A man accused of planning to blow up an electricity grid in Australia has been found guilty of terrorist offenses. Faheem Khalid Lodhi, a Pakistan-born architect, has been convicted of gathering maps, chemicals and instructions for making homemade bombs and poison.
Faheem Khalid Lodhi was accused of planning the attack on the electricity grid in Sydney in October 2003.
Australian Attorney-General Philip Ruddock says he is happy with the jury's decision.
"Obviously the evidence being there and the jury having found him guilty. I welcome that outcome," he said.
The prosecution said the 36-year-old architect had written a so-called "terror manual" in his native Urdu. It had instructions for making explosives and poisons obtained from the Internet.
The court was also shown maps of Australia's national electricity grid that Lodhi had bought and heard that the police had seized DVDs with information on terrorist training.
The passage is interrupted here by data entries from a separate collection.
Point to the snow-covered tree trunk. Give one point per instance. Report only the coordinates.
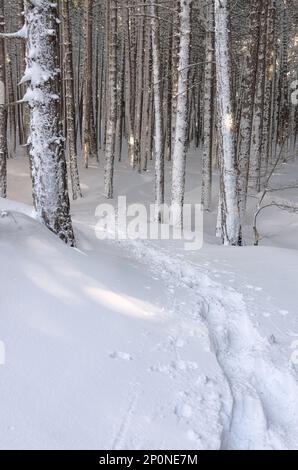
(247, 102)
(158, 137)
(146, 96)
(89, 138)
(208, 109)
(180, 137)
(226, 126)
(70, 103)
(3, 112)
(49, 178)
(112, 98)
(257, 124)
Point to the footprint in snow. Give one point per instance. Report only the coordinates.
(120, 355)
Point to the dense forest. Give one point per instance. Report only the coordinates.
(148, 228)
(82, 77)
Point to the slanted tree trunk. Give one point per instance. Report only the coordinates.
(3, 112)
(49, 176)
(70, 103)
(180, 136)
(112, 98)
(226, 127)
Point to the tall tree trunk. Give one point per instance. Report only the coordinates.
(3, 112)
(112, 98)
(49, 176)
(89, 139)
(228, 169)
(208, 110)
(70, 103)
(158, 137)
(247, 102)
(180, 136)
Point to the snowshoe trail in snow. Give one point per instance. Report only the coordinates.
(256, 395)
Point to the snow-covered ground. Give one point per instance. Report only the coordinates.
(141, 344)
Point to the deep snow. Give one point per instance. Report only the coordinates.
(139, 344)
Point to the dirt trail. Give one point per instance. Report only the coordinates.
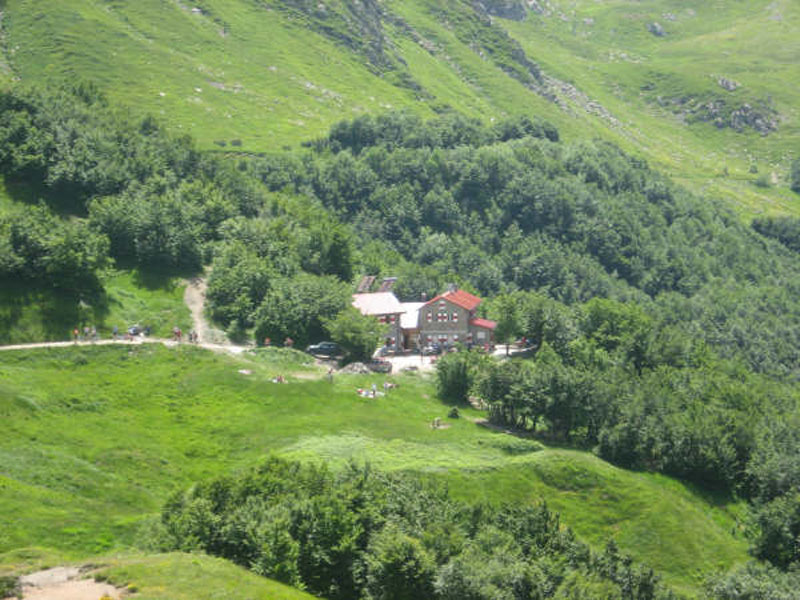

Investigators also alleged that Lodhi had trained with Lashkar-e-Taiba, a Pakistan-based militant group outlawed by Canberra.
Lodhi, an Australian citizen, had pleaded not guilty, saying his interest in chemicals was part of a business venture. He said the maps of Australia's energy infrastructure were to be included in a marketing plan to send generators to Pakistan.
The jury took almost five days to find Lodhi guilty of three of the four charges he faced.
Lodhi was prosecuted under Australia's federal anti-terrorism laws passed since the September 11, 2001 attacks in the United States.
He will be sentenced later this month and faces a maximum sentence of life in prison.